Inside Microsoft’s ‘Envisioning Lab’ for IT clients

REDMOND, Wash. – IT managers from large Canadian enterprises may be among the international set of customers Microsoft plans to host in a new facility within its corporate campus to showcase its research and proof-of-concept projects.

Dubbed the Envisioning Lab, the facility is situated inside the company’s executive briefing centre and will be open four days a week to prospective guests. Still under construction, Microsoft hopes to have it completed within the next four weeks in order to host a formal launch event in May (The area is still so secret that Microsoft refused to allow ComputerWorld Canada to videotape any footage of the premises). The Envisioning Lab is being developed and led by the group responsible for experimenting and researching future versions of Microsoft’s Office products.

According to Ian Sands, Microsoft Corp.’s senior director of envisioning, the lab will welcome multiple customers each week, some of which may send traditional IT staff or in some cases strategic business executives, or a combination of the two. Although Microsoft will extend invitations, a visit to the lab might also come from a discussion from a customer about their needs with another part of the organization.

“I think we’ll see that this is a place where, in some cases, they’ll come to get some answers,” he said. “They may be in the midst of something they’re working on and they want to see where we’re going and how we’ll be able to contribute to their success.”

The Envisioning Lab builds off a video released by Microsoft last year which some bloggers dubbed “Vision 2019,” a long-term look at how touch, gestures, speech and scanning could become a more common way for users to interact with technology. The clip showed a variety of scenarios in which people scribbled on “air screens,” used airplane boarding passes as personal computers and were directed to their destination by smart floor tiles which lit up with arrows. Microsoft refers to these input options as a “natural user interface.”

The touch wall

Visitors to the Envisioning Lab will enter a long foyer with a row of about a dozen white chairs on the left side facing a black wall. When activated, however, the “touch wall” turns out to be composed to 12 display cubes which can be activated by a smart pen or a human hand. “Welcome (company name),” one screen said, while statistics about various aspects of IT management floated around in large and small font. “Eighty per cent of all enterprise IT departments have plans to try the cloud,” said one. “Only nine per cent of Russian workers are information workers,” said another. The touch wall can also show videos and colour slide-type information.

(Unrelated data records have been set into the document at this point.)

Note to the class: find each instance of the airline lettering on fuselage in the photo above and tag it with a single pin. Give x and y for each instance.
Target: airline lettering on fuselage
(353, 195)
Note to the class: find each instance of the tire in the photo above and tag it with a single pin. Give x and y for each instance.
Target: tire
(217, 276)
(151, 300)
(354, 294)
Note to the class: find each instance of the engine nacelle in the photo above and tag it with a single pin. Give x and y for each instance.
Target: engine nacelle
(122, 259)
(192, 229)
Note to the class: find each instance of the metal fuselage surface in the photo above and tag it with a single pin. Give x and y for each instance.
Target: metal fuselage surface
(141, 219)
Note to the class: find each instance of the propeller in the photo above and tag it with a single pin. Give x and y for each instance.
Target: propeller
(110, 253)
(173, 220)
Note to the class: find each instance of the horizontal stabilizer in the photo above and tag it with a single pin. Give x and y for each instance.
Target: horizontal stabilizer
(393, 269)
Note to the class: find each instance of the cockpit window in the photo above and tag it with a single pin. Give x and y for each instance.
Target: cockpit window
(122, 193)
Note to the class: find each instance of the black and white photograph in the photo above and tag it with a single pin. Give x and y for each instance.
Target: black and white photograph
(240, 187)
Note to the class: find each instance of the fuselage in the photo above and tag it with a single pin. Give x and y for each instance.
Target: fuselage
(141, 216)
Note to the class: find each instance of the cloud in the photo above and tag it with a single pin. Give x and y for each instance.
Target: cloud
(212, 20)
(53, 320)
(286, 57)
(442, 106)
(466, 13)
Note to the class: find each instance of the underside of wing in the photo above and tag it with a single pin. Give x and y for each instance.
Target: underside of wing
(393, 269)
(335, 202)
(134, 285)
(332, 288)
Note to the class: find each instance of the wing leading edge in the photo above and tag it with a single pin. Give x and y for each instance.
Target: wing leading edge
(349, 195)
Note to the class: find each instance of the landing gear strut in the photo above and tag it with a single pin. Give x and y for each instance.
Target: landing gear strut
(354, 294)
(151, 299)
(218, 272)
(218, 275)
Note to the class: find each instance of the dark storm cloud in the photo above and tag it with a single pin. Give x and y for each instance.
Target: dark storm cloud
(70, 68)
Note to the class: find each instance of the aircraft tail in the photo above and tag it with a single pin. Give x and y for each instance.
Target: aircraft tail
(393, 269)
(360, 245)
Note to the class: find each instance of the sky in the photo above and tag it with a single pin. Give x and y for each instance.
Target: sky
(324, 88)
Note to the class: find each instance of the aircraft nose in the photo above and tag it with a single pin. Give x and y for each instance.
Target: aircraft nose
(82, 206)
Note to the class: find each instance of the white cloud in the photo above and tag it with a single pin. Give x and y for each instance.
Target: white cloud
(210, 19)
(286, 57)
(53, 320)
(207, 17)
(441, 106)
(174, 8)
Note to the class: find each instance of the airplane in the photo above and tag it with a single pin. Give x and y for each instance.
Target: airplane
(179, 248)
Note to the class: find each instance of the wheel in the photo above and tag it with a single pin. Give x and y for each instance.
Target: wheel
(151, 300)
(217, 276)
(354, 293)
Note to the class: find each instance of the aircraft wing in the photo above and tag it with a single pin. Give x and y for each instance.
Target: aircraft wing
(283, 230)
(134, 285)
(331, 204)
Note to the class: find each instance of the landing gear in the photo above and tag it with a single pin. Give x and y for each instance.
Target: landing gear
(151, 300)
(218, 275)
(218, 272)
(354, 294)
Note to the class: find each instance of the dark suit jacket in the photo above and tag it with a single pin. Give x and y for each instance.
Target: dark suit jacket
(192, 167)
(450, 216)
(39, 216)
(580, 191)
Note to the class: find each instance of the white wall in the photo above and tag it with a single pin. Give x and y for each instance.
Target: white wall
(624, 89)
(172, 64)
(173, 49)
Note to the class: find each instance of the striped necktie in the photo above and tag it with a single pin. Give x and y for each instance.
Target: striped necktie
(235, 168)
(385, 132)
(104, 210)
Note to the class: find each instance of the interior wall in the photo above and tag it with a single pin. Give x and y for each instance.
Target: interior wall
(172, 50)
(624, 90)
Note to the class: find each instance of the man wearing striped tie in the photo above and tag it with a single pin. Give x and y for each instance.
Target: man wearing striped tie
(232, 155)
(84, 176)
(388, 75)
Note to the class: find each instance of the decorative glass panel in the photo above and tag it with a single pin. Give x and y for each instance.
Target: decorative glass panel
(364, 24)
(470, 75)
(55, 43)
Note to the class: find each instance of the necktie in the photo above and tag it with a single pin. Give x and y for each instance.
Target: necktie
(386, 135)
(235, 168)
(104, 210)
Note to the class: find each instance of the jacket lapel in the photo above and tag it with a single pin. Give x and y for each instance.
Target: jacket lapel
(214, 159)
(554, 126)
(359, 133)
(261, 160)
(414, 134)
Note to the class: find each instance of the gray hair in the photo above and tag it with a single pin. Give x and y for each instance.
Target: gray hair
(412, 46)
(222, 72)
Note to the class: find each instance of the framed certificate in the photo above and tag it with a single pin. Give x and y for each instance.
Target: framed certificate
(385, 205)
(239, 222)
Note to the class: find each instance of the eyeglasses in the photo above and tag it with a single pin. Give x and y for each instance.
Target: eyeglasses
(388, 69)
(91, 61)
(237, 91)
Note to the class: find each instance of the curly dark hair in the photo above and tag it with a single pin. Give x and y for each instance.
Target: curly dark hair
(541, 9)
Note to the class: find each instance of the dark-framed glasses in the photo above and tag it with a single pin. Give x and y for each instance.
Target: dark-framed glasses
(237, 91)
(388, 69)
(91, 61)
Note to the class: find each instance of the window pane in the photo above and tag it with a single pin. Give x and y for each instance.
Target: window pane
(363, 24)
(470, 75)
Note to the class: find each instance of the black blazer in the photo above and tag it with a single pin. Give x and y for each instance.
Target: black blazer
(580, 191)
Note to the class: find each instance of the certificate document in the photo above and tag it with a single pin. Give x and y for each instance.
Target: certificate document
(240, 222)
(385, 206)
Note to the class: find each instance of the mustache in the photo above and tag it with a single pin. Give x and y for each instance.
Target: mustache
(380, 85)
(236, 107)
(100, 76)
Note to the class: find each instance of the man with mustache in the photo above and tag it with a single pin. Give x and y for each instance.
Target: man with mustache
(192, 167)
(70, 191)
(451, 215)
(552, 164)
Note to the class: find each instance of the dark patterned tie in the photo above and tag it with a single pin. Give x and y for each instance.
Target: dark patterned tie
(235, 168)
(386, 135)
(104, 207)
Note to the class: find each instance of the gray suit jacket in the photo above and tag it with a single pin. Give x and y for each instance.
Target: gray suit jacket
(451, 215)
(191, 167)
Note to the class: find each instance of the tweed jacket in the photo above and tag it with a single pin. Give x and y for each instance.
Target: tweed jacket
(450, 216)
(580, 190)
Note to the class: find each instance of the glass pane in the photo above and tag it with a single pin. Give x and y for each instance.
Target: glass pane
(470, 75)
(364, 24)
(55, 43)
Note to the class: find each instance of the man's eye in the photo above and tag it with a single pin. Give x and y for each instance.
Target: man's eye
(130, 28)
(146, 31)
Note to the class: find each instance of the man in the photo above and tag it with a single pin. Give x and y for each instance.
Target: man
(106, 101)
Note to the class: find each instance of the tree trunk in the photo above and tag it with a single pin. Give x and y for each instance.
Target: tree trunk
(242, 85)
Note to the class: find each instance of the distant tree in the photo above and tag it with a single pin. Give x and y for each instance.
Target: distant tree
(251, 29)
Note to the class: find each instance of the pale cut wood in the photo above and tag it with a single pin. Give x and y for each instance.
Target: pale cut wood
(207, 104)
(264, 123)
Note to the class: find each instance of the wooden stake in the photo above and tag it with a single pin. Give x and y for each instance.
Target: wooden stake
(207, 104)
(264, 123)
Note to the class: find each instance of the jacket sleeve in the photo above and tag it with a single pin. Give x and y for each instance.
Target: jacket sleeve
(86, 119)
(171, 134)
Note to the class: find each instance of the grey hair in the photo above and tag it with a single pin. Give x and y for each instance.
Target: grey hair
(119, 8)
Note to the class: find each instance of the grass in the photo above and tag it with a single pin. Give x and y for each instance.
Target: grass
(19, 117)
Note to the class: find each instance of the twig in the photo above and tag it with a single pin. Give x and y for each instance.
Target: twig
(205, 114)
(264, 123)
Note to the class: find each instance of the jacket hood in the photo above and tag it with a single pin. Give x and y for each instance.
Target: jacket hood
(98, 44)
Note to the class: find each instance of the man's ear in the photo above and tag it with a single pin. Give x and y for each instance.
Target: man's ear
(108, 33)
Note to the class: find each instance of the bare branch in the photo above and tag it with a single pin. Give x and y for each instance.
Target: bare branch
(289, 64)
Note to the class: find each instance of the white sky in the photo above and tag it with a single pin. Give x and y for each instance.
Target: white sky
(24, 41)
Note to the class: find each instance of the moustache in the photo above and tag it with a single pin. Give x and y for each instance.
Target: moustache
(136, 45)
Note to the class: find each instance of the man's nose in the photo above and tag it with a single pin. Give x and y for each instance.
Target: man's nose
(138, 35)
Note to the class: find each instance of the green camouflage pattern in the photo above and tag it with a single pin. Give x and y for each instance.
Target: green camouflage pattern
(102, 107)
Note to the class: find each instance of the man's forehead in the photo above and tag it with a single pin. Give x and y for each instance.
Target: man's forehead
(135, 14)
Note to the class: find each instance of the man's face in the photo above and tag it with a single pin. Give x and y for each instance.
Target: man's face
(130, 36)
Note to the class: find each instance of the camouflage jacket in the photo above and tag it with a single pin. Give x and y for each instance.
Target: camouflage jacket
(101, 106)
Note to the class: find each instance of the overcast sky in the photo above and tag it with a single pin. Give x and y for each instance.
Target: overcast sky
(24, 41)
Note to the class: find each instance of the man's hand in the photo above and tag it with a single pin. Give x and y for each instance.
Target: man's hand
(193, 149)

The foyer area becomes a space for introductory remarks about Microsoft’s vision of the natural user interface, which comprises three pillars. These include technology manipulated by expressions which are natural and intuitive to the user, connections to information which are seamless and secure, and insights which are contextual and anticipative, said Sands. This approach not only reflects the way people want to be able to work with technology and information, but the way people are beginning to approach content.

“We’re going to see less of being an author and more of being an orchestrator,” he predicted, adding that gesture and touch controls will mark an evolution from the cutting and pasting that happens in a lot of Office products today. “There will be a lot of remixing going on.”

Once past the foyer, guests will enter a white-walled room with a series of stations set up around poles which run ceiling to floor. Displays are fixed to these along with keyboards or other touch-sensitive consoles. They offer information about projects or products around mobility, cloud computing or the use of the natural user interface. One of the stations most likely to prove popular is a demo station of Microsoft’s Natal project, which uses a heat-sensitive camera to identify the person standing in front of a screen and allows that user to move objects on the screen simply by moving their arms.

The final area of the lab is a discussion lounge with comfortable white sofas and chairs organized around a coffee table that looks like a big piece of bark. The rear wall of the lounge is a contrast to the stark white of the rest of the room: it houses an enormous tapestry of leafy green foliage, underneath which are embedded sensors which monitor its health.

Although Microsoft will use the Envisioning Lab to demonstrate its ideas of the future, Sands said the facility will also function as a way of better understanding the needs of its customers. “We’ll be capturing a lot those details in this place,” he said.